The road which leads to one’s future financial security is irreversibly tied to the extent of how affirmatively one takes one’s future into one’s own hand (now, that was indeed a mouthful). By this, I mean merely that, in preparing an application for Federal Disability Retirement, there are going to be all sorts of “outside forces” which pull you towards every different direction. Friends will tell you one thing; your Agency will tell you something else; your coworkers will give you stories (both good and bad); your Human Resources Department may give you advice; ultimately, you must take an affirmative approach and make sure that your application is coherent, logically structured, and medically supported.
By way of example, an Agency’s Human Resources Department will often insist that the Physician’s Statement, SF 3112C, is a “required” form. It is not. They will often give you the form with the return address of the Agency stamped in the upper blank box, for the medical report and records to be returned to the H.R. Department. Upon receipt, the H.R. Department simply includes the medical documentation (without review or determination that it is helpful to your case), and forwards the packet to the Office of Personnel Management. This would be the “non-affirmative” approach of doing things.
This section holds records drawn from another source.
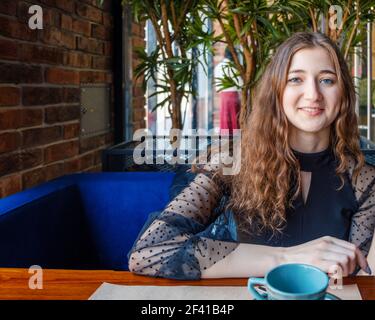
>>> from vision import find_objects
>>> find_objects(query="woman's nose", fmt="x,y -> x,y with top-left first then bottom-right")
305,80 -> 322,101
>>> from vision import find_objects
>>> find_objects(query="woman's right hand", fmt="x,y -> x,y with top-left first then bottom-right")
283,236 -> 371,277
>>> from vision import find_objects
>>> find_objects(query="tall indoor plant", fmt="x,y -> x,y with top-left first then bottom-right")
204,0 -> 374,125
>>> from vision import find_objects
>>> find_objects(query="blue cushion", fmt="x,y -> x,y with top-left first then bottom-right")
0,172 -> 174,270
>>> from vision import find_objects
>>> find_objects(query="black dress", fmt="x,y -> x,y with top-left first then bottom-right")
239,149 -> 358,247
129,149 -> 375,279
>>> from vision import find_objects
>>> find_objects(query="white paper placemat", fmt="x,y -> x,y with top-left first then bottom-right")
89,282 -> 362,300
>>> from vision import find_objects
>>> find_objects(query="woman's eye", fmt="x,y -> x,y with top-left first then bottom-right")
288,78 -> 302,83
320,79 -> 334,84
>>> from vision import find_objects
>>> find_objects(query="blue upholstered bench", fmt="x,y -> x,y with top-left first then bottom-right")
0,172 -> 178,270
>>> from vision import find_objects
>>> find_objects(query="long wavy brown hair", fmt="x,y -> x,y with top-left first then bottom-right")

To take the affirmative approach would be: Make sure that the medical documentation you submit to OPM is the extent, type, and quality that you want to submit.
Remember: the applicant has the burden of proof, by a preponderance of the evidence, to show that you are entitled to Federal Disability Retirement benefits. Don’t let third parties (i.e., friends, coworkers, Agency, H.R. Department personnel, etc.) make the decisions for you. Take the affirmative approach — either by yourself, or through your attorney.